The ability to communicate across linguistic and cultural borders is a life-skill, not solely an academic pursuit. Language skills are not only valuable if fluency is achieved. I recently discovered this to my relief when my taxi to the airport in Salzburg was pulled over by the police and I was left in the middle of nowhere with a plane to catch. Language skills are life skills. Even basic language competency makes navigating the 21st century much easier. How could that be anything but an asset to the individual and to humanity?
Working with SCILT affords me the opportunity to advocate for the benefits of multilingual societies across the entire Scottish nation and beyond. Our work with learners, teachers, families and community stakeholders is driven by the belief that a muti-lingual approach is socially just, and places high value on the skills that pluri-lingual people bring with them to their learning experience. Our approach to the learning and teaching of Arabic embodies these ideals. Importantly, our learning and teaching approaches offer a positive view of modern Arab life as well as drawing on rich historical heritage, thereby promoting inclusion and valuing diversity. Our program encourages learners to embrace the Arab world: it demystifies Arabic language and cultures as experienced here in our local communities and across the world; it encourages them to make links between Arabic and other languages they know and use. In other words, it enables Scotland’s children and young people to develop linguistic and communicative skills in the world’s fifth most spoken language and encourages them to recognise the commonalities in language, culture, and identity that link us all as citizens of the world.

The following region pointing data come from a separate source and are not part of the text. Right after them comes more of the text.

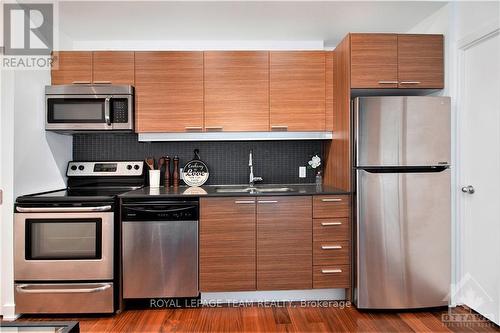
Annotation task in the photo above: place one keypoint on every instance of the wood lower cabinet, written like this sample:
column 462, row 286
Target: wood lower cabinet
column 331, row 241
column 297, row 90
column 169, row 91
column 374, row 61
column 284, row 243
column 236, row 91
column 71, row 67
column 113, row 67
column 227, row 244
column 421, row 61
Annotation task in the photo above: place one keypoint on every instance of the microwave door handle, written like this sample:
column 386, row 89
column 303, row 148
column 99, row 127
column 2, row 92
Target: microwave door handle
column 107, row 112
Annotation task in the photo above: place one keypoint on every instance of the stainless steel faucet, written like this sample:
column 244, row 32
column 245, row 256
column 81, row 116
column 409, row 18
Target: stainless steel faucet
column 252, row 178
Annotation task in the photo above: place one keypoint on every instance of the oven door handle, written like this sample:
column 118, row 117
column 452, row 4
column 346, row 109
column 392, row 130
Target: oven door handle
column 62, row 209
column 22, row 289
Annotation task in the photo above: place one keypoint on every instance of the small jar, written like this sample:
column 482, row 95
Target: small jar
column 319, row 178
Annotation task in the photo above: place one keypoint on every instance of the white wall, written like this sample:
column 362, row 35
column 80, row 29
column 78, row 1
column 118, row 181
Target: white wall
column 457, row 20
column 32, row 160
column 7, row 185
column 40, row 157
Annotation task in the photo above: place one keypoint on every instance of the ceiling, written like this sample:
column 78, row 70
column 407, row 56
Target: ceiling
column 237, row 21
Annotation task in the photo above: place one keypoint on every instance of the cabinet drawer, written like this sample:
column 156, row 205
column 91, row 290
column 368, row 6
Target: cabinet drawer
column 331, row 276
column 325, row 206
column 331, row 253
column 331, row 229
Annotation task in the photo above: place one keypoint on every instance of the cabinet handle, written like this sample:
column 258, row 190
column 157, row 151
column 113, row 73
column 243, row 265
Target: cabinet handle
column 326, row 224
column 193, row 128
column 279, row 128
column 331, row 247
column 214, row 128
column 331, row 200
column 244, row 202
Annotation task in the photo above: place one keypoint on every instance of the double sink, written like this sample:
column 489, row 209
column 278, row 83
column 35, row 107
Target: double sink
column 253, row 189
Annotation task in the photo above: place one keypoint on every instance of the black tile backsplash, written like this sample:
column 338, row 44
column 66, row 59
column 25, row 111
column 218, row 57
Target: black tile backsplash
column 276, row 161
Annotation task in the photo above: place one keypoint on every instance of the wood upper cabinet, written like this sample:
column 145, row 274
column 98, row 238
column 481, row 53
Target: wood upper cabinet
column 397, row 61
column 374, row 60
column 236, row 91
column 114, row 67
column 227, row 244
column 169, row 91
column 421, row 61
column 284, row 243
column 297, row 90
column 71, row 67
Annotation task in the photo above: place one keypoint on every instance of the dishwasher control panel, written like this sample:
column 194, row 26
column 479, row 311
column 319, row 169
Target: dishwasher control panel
column 181, row 210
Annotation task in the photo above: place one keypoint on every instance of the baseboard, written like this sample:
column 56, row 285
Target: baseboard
column 275, row 296
column 9, row 312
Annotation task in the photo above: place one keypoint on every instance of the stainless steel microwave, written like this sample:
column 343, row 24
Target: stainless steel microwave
column 86, row 107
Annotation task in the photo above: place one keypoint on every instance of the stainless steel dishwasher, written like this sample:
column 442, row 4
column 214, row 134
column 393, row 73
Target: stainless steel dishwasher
column 160, row 248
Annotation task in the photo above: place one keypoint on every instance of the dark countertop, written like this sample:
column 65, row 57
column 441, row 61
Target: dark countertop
column 211, row 191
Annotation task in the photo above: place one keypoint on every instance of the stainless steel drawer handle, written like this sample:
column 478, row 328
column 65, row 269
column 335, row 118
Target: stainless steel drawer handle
column 410, row 82
column 62, row 209
column 326, row 224
column 193, row 128
column 331, row 247
column 331, row 200
column 214, row 128
column 22, row 289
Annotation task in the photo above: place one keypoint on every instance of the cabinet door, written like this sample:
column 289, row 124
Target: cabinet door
column 297, row 90
column 169, row 91
column 421, row 61
column 71, row 67
column 236, row 91
column 374, row 61
column 113, row 67
column 284, row 243
column 227, row 244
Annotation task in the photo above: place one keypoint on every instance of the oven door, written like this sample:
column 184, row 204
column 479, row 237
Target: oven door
column 89, row 112
column 63, row 245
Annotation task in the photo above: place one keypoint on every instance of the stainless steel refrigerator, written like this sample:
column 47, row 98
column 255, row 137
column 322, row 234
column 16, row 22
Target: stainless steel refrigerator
column 402, row 207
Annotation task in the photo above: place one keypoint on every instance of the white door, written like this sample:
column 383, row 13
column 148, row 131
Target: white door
column 479, row 150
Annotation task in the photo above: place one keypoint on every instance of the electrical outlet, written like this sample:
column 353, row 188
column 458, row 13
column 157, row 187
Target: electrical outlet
column 302, row 172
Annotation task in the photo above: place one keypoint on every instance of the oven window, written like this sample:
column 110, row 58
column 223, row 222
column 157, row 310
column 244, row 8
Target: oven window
column 75, row 110
column 63, row 239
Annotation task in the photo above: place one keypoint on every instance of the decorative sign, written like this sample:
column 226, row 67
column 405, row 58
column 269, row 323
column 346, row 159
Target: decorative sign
column 195, row 172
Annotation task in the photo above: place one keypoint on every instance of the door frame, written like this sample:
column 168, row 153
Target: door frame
column 487, row 31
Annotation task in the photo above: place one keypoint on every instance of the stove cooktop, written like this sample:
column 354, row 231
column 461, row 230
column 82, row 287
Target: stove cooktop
column 94, row 194
column 93, row 182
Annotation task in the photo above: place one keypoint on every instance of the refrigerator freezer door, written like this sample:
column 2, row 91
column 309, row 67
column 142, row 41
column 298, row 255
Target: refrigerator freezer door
column 403, row 239
column 402, row 130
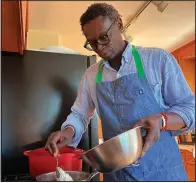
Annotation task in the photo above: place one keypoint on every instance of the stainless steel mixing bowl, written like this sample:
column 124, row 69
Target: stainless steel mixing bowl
column 116, row 153
column 76, row 176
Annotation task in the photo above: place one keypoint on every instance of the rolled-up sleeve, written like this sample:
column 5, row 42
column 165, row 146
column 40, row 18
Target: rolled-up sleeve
column 82, row 111
column 177, row 93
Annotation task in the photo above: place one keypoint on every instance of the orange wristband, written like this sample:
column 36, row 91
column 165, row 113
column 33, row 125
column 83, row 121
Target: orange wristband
column 165, row 121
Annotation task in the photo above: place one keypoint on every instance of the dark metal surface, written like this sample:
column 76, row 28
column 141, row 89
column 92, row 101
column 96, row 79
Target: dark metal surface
column 18, row 178
column 38, row 91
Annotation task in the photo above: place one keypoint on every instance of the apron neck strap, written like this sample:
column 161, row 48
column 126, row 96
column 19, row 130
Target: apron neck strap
column 138, row 63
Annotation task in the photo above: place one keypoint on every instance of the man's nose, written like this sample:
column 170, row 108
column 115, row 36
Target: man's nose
column 100, row 47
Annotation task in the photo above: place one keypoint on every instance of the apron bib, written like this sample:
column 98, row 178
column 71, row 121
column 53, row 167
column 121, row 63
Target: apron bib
column 121, row 103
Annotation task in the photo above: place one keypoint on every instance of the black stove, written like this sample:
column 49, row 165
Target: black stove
column 18, row 178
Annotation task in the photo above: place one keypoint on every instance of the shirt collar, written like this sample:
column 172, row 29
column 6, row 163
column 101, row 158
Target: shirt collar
column 126, row 56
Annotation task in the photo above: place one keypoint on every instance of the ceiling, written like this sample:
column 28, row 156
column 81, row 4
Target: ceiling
column 168, row 30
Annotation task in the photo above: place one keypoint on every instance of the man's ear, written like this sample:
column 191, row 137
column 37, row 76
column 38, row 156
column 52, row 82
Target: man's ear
column 120, row 24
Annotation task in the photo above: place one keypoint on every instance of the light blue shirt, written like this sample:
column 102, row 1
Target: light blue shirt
column 165, row 78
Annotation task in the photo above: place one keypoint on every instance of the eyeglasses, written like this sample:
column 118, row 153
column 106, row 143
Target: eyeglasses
column 102, row 40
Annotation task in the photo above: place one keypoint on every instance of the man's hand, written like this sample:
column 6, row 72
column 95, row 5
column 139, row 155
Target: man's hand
column 59, row 139
column 153, row 125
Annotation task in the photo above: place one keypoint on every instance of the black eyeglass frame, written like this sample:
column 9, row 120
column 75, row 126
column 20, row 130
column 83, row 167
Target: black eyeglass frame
column 95, row 42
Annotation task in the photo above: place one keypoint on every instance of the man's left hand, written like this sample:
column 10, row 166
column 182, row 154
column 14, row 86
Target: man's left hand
column 153, row 125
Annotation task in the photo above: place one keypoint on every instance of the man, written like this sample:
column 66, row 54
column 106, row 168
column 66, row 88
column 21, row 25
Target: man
column 131, row 86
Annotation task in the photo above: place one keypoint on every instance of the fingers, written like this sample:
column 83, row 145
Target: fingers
column 51, row 144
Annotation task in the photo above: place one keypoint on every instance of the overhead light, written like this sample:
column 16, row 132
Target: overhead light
column 161, row 5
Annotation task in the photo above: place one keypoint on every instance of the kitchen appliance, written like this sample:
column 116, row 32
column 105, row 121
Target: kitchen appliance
column 117, row 152
column 38, row 91
column 75, row 175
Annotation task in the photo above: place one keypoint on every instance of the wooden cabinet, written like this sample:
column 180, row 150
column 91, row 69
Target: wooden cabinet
column 14, row 25
column 191, row 171
column 189, row 164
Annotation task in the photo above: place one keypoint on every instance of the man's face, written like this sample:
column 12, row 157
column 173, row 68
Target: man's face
column 96, row 29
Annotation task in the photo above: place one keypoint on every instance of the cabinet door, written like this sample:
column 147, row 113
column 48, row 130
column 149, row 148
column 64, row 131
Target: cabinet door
column 14, row 25
column 191, row 171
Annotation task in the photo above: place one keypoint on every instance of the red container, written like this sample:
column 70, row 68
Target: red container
column 40, row 161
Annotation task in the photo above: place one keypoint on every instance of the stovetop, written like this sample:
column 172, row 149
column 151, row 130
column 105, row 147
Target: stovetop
column 18, row 178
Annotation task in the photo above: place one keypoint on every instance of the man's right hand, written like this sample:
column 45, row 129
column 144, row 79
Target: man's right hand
column 59, row 139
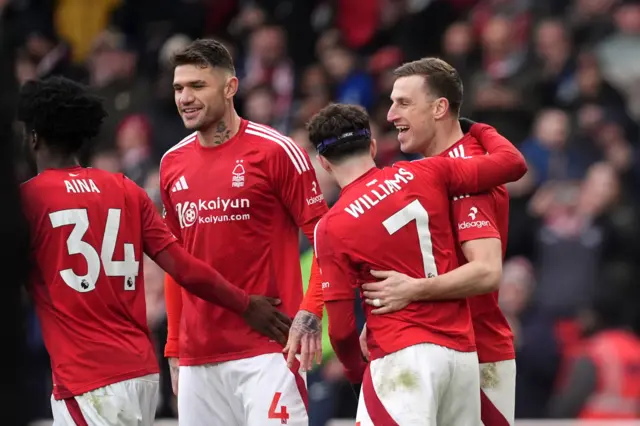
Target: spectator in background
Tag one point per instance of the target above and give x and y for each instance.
(558, 77)
(267, 64)
(537, 351)
(352, 84)
(579, 234)
(548, 153)
(553, 50)
(619, 54)
(604, 380)
(503, 92)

The languages we use are at our very core. They are our mechanism for communicating who we are to those around us. They record our past, describe our pressent, and express our aspirations for the future. The most important thing we can do for learners is to create safe spaces for them to understand and develop their own linguistic identity, and appreciate how that allows them to relate to the world around them. I am so proud that SCILT can support educators to deliver a language-rich, culturally diverse education that every 21st century learner deserves.
Fhiona Mackay is the director of Scotland’s National Centre for Languages (SCILT) and the Confucius Institute for Scotland’s Schools (CISS) at the University of Strathclyde where she is a Principal Teaching Fellow. Joining SCILT in 2012 from her previous role at Education Scotland, Fhiona works with a wide range of national agencies and international partners to promote and support language learning across Scotland in schools and communities.Fhiona recognises the importance of collaboration and the sharing of ideas, strategies, and research as a way of empowering members of the language community. In this way, she believes, we can ensure that languages are seen as key skills for life in a locally interdependent world and contribute to the development of a more inclusive and tolerant society.

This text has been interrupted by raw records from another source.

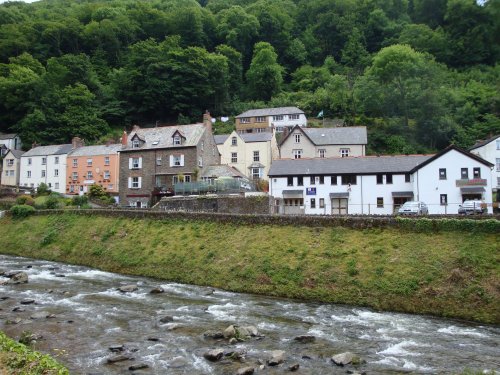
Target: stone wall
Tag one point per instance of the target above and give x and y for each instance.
(221, 204)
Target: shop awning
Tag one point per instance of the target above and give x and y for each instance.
(293, 193)
(472, 189)
(402, 194)
(339, 195)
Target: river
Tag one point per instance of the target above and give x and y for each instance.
(88, 316)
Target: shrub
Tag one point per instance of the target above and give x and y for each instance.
(25, 199)
(22, 210)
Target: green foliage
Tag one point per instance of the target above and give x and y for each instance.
(23, 210)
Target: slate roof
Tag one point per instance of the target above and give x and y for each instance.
(7, 136)
(346, 135)
(49, 150)
(161, 137)
(485, 142)
(221, 171)
(96, 150)
(349, 165)
(271, 112)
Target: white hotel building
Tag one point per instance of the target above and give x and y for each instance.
(379, 184)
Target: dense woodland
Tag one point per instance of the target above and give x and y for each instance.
(421, 74)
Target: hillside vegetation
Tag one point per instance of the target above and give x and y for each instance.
(419, 73)
(451, 274)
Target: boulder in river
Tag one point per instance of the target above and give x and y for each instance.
(277, 357)
(343, 359)
(128, 288)
(213, 355)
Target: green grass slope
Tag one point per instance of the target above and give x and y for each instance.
(453, 274)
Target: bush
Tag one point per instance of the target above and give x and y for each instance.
(22, 210)
(25, 199)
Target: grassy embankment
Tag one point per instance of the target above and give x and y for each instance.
(450, 273)
(16, 358)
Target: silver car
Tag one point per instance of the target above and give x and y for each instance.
(413, 208)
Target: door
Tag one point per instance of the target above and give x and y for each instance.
(339, 206)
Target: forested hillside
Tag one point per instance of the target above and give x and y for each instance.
(419, 73)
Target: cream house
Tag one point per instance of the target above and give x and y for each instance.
(250, 153)
(324, 142)
(11, 167)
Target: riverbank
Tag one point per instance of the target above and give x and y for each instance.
(451, 274)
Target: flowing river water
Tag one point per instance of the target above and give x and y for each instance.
(88, 316)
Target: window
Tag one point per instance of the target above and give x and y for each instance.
(135, 183)
(476, 172)
(442, 173)
(344, 152)
(348, 179)
(380, 202)
(297, 154)
(443, 199)
(255, 173)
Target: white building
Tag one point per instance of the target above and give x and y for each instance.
(490, 150)
(10, 142)
(251, 154)
(324, 142)
(45, 164)
(11, 168)
(379, 185)
(261, 120)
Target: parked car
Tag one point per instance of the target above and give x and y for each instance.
(413, 208)
(471, 207)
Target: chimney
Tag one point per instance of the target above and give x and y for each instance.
(124, 139)
(77, 142)
(207, 121)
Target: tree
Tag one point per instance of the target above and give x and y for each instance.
(265, 76)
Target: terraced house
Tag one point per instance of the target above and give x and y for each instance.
(153, 160)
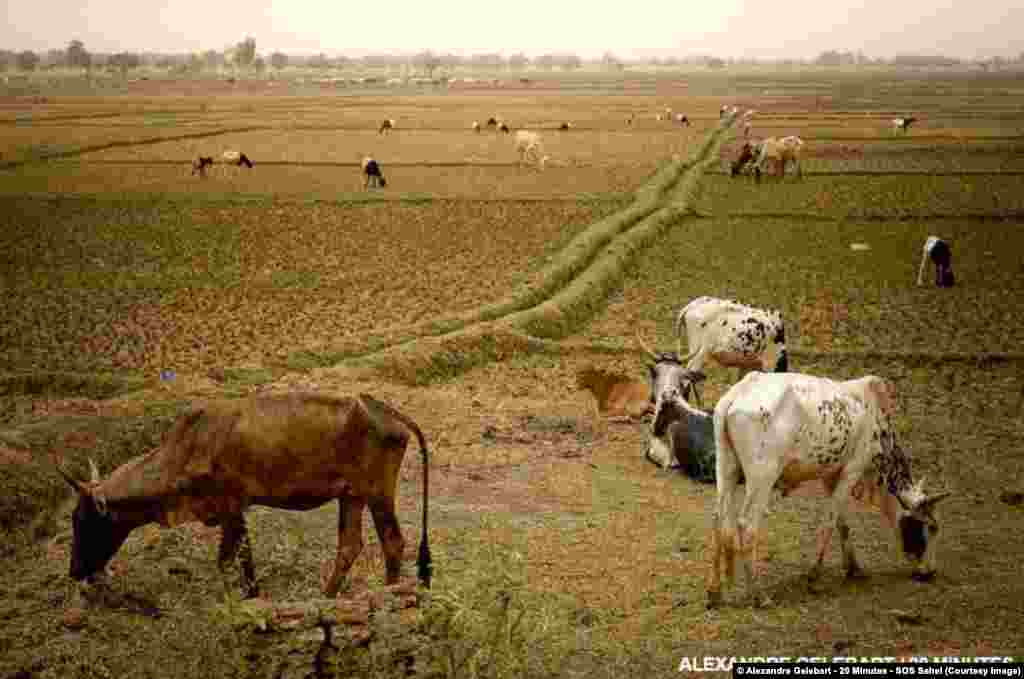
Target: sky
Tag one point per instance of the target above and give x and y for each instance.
(755, 29)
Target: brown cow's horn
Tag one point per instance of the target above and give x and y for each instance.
(645, 347)
(935, 499)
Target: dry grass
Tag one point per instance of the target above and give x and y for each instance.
(559, 551)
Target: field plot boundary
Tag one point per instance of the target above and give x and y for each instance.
(81, 151)
(857, 216)
(563, 307)
(902, 173)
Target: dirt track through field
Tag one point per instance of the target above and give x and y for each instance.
(563, 297)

Leading the SCILT/CISS, Fhiona sets the strategic direction of the organisation in full collaboration with the team. A passionate advocate for languages, , wherever they are spoken, used and learned across Scotland and beyond, she is equally avowed of the importance of high-quality professional learning and knowledge exchange for the teaching profession as key to continuously improving the learning experience of children and young people.